Fleabag

Phoebe Waller-Bridge
DryWrite
Wyndham’s Theatre
to

It now seems remarkable to hark back six years to the debut of this entrancing monologue in a damp Edinburgh venue that could easily have doubled as a mediaeval torture chamber.

There, Phoebe Waller-Bridge, who had already established herself as a talented West End actress, seduced her tiny audience with a script that already seemed perfect.

Since then, the solo show has visited London, toured the country and also played off-Broadway.

The almost unknown writer/actress has also gone from strength to strength, turning an hour-long theatrical piece into a popular TV series with a sequel and then hitting the jackpot by landing the latest James Bond movie.

Never one to slack, the writer has been simultaneously developing a successful acting career on stage and screen.
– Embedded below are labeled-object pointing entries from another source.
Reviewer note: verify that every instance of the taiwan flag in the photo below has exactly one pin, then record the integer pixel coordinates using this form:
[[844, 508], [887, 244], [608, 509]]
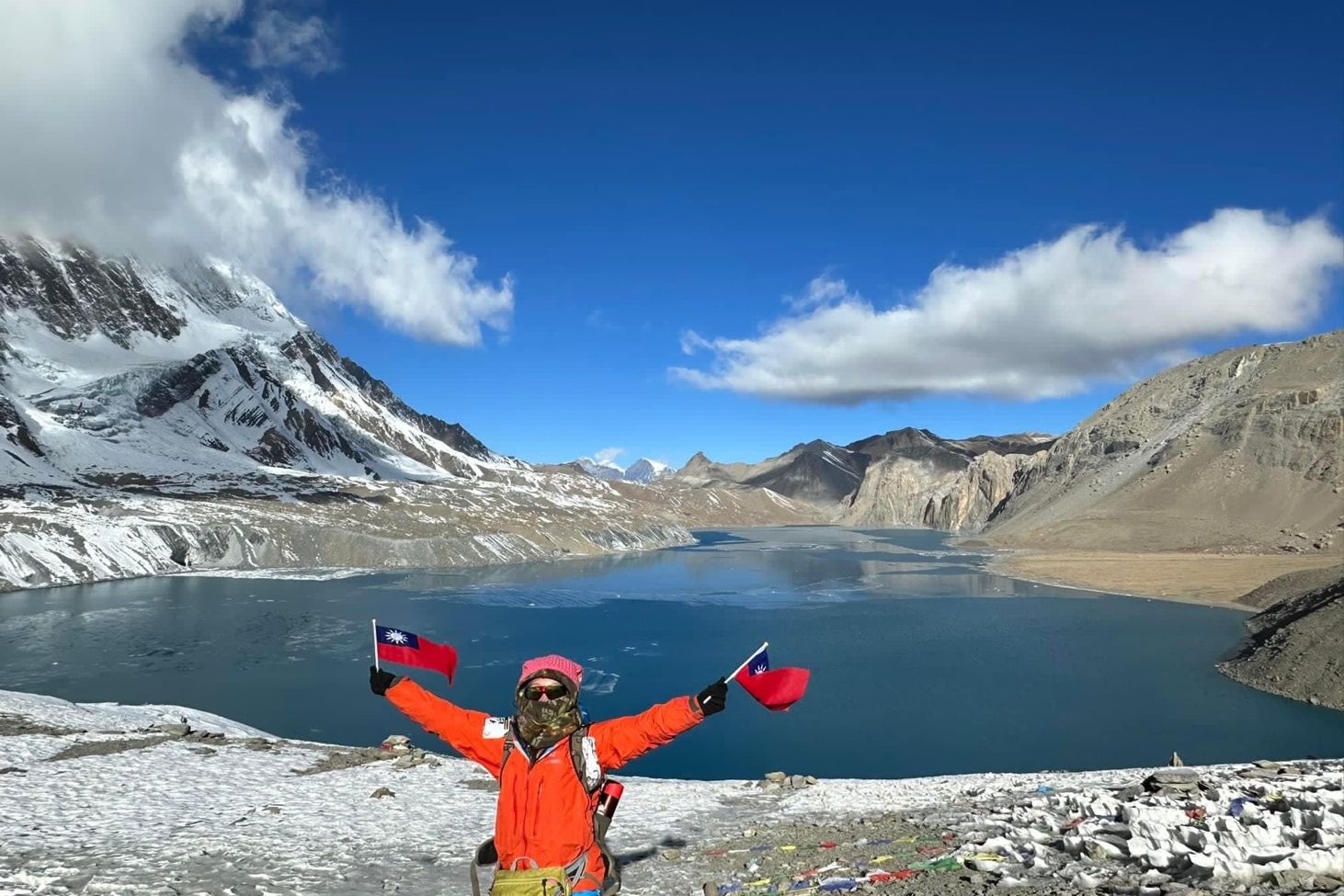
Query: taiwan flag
[[773, 688], [407, 648]]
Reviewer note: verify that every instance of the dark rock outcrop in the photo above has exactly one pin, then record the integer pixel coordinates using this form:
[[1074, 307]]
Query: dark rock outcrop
[[1294, 646]]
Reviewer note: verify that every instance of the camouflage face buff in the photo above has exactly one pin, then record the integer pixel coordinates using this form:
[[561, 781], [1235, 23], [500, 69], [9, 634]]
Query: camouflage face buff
[[541, 723]]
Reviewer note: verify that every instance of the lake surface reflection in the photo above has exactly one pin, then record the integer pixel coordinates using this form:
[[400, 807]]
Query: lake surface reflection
[[922, 663]]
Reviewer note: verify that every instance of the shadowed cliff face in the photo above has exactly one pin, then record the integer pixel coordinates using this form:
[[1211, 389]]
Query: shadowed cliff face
[[1294, 645]]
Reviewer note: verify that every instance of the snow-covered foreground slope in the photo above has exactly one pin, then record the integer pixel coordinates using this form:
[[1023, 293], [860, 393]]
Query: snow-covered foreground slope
[[99, 799]]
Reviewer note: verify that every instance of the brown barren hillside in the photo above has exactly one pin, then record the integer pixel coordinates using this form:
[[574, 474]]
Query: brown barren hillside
[[1241, 451]]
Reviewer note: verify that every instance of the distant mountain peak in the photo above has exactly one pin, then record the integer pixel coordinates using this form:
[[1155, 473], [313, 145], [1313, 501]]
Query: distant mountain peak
[[643, 471]]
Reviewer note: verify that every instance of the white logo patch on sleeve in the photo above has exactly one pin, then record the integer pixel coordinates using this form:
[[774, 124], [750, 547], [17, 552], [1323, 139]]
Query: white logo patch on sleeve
[[592, 767]]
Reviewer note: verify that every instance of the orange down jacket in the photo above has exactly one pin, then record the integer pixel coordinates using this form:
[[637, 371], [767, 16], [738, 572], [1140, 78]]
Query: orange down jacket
[[544, 813]]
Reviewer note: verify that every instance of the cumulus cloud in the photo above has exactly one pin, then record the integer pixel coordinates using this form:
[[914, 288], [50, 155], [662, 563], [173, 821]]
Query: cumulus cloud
[[1042, 322], [116, 139], [281, 40], [822, 289]]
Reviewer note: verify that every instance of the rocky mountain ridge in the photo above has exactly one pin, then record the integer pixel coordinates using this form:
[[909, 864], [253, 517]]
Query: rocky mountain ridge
[[907, 477], [1241, 450]]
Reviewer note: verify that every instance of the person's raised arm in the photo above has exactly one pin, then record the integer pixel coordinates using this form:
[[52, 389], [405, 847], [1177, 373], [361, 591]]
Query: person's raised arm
[[620, 741], [469, 732]]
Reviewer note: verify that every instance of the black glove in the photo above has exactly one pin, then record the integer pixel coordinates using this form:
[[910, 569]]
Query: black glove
[[380, 681], [714, 698]]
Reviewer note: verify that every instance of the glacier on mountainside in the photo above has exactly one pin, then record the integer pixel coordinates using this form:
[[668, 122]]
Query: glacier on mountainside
[[165, 418]]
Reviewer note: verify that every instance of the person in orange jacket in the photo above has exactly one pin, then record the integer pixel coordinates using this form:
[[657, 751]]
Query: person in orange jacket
[[544, 811]]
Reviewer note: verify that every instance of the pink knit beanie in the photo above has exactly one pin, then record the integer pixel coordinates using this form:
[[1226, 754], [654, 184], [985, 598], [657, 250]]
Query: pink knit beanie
[[552, 663]]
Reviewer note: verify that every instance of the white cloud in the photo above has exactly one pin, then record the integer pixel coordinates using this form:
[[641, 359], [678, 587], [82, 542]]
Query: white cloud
[[608, 456], [1042, 322], [822, 289], [282, 40], [113, 137]]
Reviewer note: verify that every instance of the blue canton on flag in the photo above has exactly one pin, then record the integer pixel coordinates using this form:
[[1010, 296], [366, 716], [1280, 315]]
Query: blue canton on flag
[[759, 663], [398, 637]]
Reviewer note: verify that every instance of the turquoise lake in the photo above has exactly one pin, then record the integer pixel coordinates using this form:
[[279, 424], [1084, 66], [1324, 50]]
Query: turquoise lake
[[921, 663]]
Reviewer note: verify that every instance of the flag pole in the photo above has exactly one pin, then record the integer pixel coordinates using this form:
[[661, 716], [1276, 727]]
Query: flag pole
[[764, 645]]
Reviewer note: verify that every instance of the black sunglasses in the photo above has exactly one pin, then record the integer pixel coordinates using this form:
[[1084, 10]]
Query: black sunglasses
[[552, 692]]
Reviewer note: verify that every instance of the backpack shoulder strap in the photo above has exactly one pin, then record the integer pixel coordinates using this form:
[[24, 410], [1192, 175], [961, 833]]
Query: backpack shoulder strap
[[587, 766]]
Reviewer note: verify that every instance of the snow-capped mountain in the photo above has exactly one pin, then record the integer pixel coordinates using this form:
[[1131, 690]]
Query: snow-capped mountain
[[643, 471], [168, 418], [601, 469], [110, 367]]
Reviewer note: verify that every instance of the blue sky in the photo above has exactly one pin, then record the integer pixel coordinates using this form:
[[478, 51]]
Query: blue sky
[[643, 172]]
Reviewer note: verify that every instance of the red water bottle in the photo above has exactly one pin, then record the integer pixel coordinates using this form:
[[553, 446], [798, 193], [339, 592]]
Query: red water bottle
[[611, 791]]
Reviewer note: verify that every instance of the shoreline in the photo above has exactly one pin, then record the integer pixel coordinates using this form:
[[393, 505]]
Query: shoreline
[[1207, 579], [253, 803]]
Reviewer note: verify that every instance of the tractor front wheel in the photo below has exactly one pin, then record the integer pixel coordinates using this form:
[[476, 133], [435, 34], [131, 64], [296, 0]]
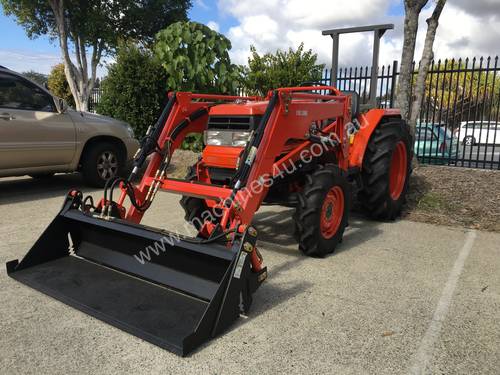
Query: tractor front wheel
[[322, 211], [386, 170]]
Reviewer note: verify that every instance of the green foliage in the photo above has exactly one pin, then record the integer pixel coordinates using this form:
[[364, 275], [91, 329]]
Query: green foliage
[[99, 22], [281, 69], [196, 58], [135, 88], [58, 84], [36, 77]]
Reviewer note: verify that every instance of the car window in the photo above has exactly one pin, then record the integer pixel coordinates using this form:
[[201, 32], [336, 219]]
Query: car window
[[425, 135], [17, 93]]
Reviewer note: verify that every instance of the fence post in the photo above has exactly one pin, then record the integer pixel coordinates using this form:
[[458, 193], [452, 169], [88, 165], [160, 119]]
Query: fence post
[[393, 80]]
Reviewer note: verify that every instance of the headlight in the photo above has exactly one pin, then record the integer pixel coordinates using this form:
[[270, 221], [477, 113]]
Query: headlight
[[226, 138], [240, 139]]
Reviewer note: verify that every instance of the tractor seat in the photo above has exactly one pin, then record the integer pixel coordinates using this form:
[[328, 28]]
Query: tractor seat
[[355, 108]]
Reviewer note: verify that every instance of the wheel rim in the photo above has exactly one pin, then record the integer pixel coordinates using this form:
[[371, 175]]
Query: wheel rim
[[397, 177], [107, 165], [332, 212]]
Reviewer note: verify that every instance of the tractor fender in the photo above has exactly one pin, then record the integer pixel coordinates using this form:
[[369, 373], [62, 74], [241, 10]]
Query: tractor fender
[[368, 123]]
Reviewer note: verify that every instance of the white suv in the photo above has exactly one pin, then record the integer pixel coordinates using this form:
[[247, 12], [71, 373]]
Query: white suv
[[473, 133]]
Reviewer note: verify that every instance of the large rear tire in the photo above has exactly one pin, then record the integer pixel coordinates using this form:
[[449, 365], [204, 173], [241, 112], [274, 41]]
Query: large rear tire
[[322, 211], [386, 170]]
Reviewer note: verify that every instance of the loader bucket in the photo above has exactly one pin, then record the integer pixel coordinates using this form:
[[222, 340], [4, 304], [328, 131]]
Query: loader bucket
[[184, 295]]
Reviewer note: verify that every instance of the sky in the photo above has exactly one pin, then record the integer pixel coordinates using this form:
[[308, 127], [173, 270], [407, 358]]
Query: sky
[[467, 28]]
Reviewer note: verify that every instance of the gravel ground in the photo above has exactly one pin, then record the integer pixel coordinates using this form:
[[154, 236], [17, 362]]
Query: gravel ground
[[395, 298], [455, 196]]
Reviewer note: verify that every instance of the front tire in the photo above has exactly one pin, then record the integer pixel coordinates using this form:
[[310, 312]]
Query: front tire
[[322, 211], [386, 170], [102, 161]]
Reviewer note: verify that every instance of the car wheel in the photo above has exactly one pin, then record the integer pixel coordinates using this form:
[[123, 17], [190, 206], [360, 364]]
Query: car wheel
[[469, 141], [102, 162]]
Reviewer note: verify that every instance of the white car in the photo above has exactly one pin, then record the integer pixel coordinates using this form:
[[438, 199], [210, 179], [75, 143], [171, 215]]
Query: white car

The acid test for viewers was always going to be whether even such a talented actor could recapture the magic of the original performance when confronted with a packed West End house with up-close and personal tickets costing something like 20 times the original price at over £150, for anyone lucky enough to procure them.

With the guidance of original director Vicky Jones, the actress has broadened the performance as befits a space where 95% of the audience is further away than anybody at the original production.
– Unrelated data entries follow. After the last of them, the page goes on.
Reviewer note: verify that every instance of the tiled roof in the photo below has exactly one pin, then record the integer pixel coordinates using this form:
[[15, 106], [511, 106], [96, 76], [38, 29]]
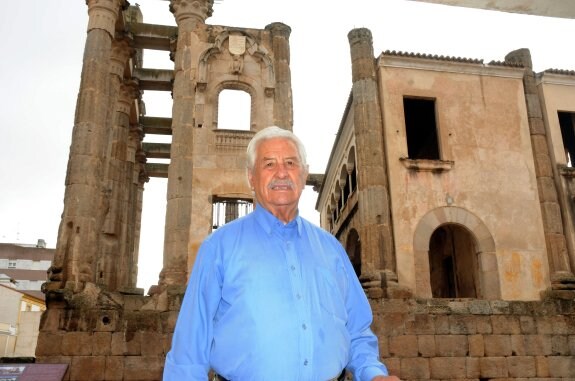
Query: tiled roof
[[14, 251], [432, 57], [18, 274], [560, 71]]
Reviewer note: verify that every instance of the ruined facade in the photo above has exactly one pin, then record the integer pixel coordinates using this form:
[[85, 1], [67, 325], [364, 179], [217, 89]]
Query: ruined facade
[[511, 317], [450, 185], [97, 320]]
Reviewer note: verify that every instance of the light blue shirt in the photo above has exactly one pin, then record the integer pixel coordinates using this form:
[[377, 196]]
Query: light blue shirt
[[273, 301]]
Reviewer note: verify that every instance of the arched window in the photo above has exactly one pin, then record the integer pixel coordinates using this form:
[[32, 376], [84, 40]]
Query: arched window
[[234, 110]]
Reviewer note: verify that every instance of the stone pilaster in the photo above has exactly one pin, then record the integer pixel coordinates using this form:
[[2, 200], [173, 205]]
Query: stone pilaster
[[77, 246], [190, 17], [557, 253], [283, 107], [373, 193]]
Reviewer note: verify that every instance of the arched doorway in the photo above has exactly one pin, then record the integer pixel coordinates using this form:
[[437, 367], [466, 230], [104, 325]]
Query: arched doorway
[[466, 224], [453, 263], [353, 249]]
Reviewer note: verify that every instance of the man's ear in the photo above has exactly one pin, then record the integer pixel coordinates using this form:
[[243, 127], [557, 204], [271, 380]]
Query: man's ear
[[250, 179]]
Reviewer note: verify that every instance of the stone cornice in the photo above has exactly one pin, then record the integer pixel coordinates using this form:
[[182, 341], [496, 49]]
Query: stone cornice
[[556, 77]]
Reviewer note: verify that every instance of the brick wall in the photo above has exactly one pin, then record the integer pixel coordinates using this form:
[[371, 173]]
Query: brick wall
[[126, 338], [440, 339]]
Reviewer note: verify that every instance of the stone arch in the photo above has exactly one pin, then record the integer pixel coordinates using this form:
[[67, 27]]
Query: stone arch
[[488, 275], [252, 48]]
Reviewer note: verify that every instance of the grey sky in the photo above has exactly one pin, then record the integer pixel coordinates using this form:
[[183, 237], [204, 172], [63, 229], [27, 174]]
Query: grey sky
[[42, 46]]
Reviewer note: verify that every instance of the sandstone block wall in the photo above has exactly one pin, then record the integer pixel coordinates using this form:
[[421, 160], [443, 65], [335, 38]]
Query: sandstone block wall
[[439, 339], [420, 339]]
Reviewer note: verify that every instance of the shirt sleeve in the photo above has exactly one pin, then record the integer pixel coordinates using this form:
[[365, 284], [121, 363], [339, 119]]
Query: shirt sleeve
[[364, 360], [188, 358]]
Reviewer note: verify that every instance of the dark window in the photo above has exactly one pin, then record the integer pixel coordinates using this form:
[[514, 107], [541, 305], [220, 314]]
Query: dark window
[[421, 128], [567, 124], [225, 210]]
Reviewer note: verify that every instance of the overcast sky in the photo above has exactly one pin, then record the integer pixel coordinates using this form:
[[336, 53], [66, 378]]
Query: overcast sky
[[42, 45]]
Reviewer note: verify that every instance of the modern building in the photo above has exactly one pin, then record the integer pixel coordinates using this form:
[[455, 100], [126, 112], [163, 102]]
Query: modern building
[[23, 270]]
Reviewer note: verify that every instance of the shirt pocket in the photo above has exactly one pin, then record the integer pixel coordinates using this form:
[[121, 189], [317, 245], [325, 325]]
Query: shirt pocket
[[330, 294]]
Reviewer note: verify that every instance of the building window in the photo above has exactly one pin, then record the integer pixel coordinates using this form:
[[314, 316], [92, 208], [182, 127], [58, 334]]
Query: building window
[[421, 128], [234, 108], [225, 210], [567, 124]]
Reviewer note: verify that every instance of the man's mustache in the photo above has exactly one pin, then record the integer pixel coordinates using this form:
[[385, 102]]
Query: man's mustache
[[281, 183]]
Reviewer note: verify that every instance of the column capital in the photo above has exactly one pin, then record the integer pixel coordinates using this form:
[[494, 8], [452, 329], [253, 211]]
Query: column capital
[[121, 52], [103, 14], [197, 9]]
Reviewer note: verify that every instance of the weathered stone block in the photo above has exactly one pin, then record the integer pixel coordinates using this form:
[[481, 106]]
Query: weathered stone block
[[426, 345], [518, 345], [88, 368], [448, 368], [521, 366], [77, 344], [561, 366], [451, 345], [505, 324], [559, 345], [421, 324], [143, 368], [473, 370], [415, 368], [497, 345], [542, 366], [462, 325], [476, 346], [152, 344], [493, 367], [527, 324], [49, 344], [403, 346], [101, 345], [538, 345], [114, 368]]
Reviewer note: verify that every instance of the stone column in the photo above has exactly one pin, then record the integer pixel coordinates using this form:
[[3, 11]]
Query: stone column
[[190, 17], [113, 238], [283, 108], [77, 245], [373, 193], [557, 254]]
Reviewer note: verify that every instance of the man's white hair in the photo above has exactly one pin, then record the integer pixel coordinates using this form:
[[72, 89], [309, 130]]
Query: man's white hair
[[273, 132]]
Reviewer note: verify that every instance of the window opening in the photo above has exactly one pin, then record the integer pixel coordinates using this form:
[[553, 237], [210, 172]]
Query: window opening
[[234, 109], [225, 210], [421, 128], [567, 124]]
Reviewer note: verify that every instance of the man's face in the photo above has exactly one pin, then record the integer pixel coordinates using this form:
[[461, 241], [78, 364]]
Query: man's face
[[278, 177]]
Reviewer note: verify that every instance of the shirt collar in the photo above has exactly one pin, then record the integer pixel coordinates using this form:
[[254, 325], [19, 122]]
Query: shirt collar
[[269, 222]]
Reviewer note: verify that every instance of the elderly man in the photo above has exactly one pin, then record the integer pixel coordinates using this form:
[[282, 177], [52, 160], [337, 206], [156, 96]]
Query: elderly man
[[272, 296]]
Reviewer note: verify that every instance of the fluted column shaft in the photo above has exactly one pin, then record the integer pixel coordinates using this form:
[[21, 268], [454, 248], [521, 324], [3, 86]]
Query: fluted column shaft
[[190, 17], [77, 246], [283, 116], [557, 254], [373, 192]]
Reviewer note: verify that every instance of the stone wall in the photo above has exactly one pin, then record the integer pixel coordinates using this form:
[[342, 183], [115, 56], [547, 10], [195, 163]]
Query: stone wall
[[457, 339], [126, 337]]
In addition, she has slowed her delivery right down, milking every joke while leaving the audience plenty of time to laugh, in doing so extending the running time to around 70 minutes.

The script itself remains genuinely funny but with moments of deep pathos, enhanced by a twist in the tale worthy of the best of short story writers.

It largely follows the life of a prototypical young woman today, so representative of her type that she doesn’t even need a name. That would be good enough, but the creation of a series of characters, every one impeccably characterised and easily distinguishable, adds greatly to the pleasure.

On one level, we play witness to this convincing protagonist’s barely noticeable attempts to save a guinea pig themed café that has lost its purpose following the death of her business partner.

Along the way, there is also an opportunity to squirm at her sexual adventures, which are the stuff of pornographic movies, love barely figuring alongside the unbridled but rarely satisfying lust.

Family life is little better, as our unnamed guide treats her father badly and fails to bond with a much more successful sister, although thereby hangs one of the play’s most intriguing topics. By the end of the evening, viewers will be none the wiser as to whether every word that the heroine relates from her centrally placed stool is the gospel truth, pure invention or some sad combination of the two.

In any event, despite London’s usual antipathy towards solo performances, particularly on large stages, this story for our times is an undoubted success, already long sold out. Happily, there are opportunities for those that could not obtain or afford tickets to enjoy Phoebe Waller-Bridge and her marvellous facial expressions in close-up at cinemas around the country and beyond under the NT Live banner on 12 September.